Right now if I have some old 32 bit DLL that I can't recompile for whatever reason and I need to get to it from my 64 bit app, the recommended solution is to make a little 32 bit server app that calls the DLL for me and use interprocess communication with named memory maps to give its data to the 64 bit app. That's okay and all but they easily could have packaged that into a much easier thing to do.
This code project article is actually one of the best I've seen on the transition. It reminds me of one of the weird broke-ass things I've seen : some of my favorite command line apps are still old 32 bit builds. They still work ... mostly. The problem is that they go through the fucking WOW64 directory remapping, so if you try to do anything with them in the Windows system directories you can get *seriously* fucked up. I really don't like the WOW64 directory remap thing. It only exists to fix broke-ass apps that manually look for stuff in "c:\program files" or whatever. I feel it could have been off by default and then turned on only for exe's that need it. I understand their way makes most 32 bit apps work out of the box which is what most people want, so that all makes sense and is fine, but it is nasty that my perfectly good 32 bit apps don't actually get to see the true state of the machine for no good reason.
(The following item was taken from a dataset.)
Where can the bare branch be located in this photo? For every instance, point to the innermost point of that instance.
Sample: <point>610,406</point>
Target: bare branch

To give an example of the most insane case : I use my own "dir" app. Before I rebuilt it, I was using the old 32 bit exe version. It literally lies to me about what files are in a given dir because it gets the WOW64 remap. That's whack. The 32 bit exes work just fine on Win64 and the only thing forcing me to rebuild a lot of these things is just to make them avoid the WOW64.
2 comments:
"I understand their way makes most 32 bit apps work out of the box which is what most people want, so that all makes sense and is fine, but it is nasty that my perfectly good 32 bit apps don't actually get to see the true state of the machine for no good reason."
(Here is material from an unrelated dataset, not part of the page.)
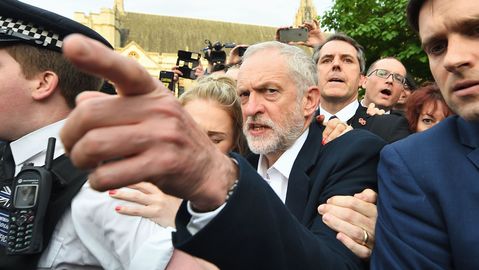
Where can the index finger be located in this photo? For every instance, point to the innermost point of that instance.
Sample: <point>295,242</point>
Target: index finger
<point>95,58</point>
MS will do quite a lot to keep old, broken apps working. One interesting thing to step through is the PE loader (Debuggers usually fast-forward to main() on process load, but you can debug a process from the moment the process handle is created if you want to). There's several different versions of the loader, one for the general case and then some for progressively more broken .EXEs, down to an extra loader for EXEs with old (?) versions of SecuROM copy protection.
You can turn the file system and registry redirection off in Apps that are WoW64-aware (Wow64DisableWow64FsRedirection, RegDisableReflectionKey), but that's still a rebuild.
Yeah it makes total sense, but Wow64DisableWow64FsRedirection could have been a bit in the EXE so I can just toggle it off on apps that I know don't need it.
I also think the system32 redirection didn't really need to occur at the CreateFile() level, it could have been at the LoadLibrary() level, which would make all the DLL loads work, but not give me false dir listings.